『あ、“いとりん”おはよう!』
そんな中、明日香はすれ違った一人の女子に声をかけた。
『おはよう。明日香ちゃん』
小さな返事が俺の耳に返ってきた。すれ違ったのはたったの1秒で俺はチャリを漕ぐのに必死だった。
『あの子ねー、最近友達になった“いとりん”。
可愛いでしょ?』
『顔なんて見てねーよ』
『私的に黒髪の友達ってレアじゃない?いとりん頭もいいし生徒会にも入ってるんだよ』
明日香はマイペースで基本自分中心。これも別れた原因の一つ。
『千の花と書いて千花。名前も可愛いよね』
--------------キキキーッッ!!
それを聞いた俺は思わずブレーキをかけた。
『痛っ。
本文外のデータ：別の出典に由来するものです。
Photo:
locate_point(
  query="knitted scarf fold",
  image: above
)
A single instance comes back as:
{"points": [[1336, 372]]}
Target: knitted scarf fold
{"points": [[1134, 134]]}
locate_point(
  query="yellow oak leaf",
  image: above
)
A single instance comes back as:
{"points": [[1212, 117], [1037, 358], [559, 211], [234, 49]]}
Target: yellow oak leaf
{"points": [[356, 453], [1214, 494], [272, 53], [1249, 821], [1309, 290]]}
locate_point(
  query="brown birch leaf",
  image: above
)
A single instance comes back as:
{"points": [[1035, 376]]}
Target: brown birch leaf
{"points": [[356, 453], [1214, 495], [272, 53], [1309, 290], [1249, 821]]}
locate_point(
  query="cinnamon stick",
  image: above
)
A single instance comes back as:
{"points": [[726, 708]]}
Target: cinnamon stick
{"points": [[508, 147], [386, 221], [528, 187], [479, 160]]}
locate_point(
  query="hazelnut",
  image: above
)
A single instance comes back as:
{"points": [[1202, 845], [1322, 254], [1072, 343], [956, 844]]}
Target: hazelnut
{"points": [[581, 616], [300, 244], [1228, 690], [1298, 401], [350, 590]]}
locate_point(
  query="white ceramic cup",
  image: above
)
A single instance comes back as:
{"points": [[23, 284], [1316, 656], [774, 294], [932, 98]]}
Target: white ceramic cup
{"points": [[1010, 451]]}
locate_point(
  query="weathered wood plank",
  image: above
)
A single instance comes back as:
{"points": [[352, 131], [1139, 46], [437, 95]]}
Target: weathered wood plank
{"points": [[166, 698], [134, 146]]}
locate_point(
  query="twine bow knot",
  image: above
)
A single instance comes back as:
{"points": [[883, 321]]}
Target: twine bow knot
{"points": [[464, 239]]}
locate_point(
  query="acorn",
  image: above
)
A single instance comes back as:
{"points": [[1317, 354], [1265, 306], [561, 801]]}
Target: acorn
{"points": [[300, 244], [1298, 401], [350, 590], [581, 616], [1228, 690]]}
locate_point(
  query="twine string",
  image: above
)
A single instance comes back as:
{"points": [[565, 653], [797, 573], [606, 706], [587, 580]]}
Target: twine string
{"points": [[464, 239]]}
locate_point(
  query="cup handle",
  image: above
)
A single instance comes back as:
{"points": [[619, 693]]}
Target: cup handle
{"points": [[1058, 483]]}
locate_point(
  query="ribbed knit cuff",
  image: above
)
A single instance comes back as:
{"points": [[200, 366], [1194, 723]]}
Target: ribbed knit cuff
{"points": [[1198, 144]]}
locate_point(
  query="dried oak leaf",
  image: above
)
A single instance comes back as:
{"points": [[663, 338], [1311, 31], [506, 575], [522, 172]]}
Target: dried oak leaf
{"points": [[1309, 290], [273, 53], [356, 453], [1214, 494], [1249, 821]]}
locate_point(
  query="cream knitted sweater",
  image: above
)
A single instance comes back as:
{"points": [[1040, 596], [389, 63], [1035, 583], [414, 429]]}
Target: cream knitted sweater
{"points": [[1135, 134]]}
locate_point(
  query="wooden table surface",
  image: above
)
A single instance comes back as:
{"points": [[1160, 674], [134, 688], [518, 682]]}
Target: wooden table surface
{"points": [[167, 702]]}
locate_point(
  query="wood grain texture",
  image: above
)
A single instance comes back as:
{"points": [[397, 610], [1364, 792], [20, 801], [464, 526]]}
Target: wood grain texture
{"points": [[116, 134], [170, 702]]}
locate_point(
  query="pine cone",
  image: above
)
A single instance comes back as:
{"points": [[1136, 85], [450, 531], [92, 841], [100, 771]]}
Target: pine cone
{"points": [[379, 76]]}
なになにどうしたの?』
明日香は俺の背中におでこをぶつけたらしく額を押さえている。
『もしかしてさっきのが糸井千花?』
千の花と書いて千花なんて名前、珍しいから同じ人は居ないはず。
『うん、そうだよ?それがどうかした?』
やっぱり。いとりんなんて変なあだ名付けるから気付かなかったし。
そう言えばこいつも2組だったっけ。
戻って顔見とく?いやいや、学校に行けばすぐに見れるか。
俺はとりあえず再びチャリを漕ぎ始めた。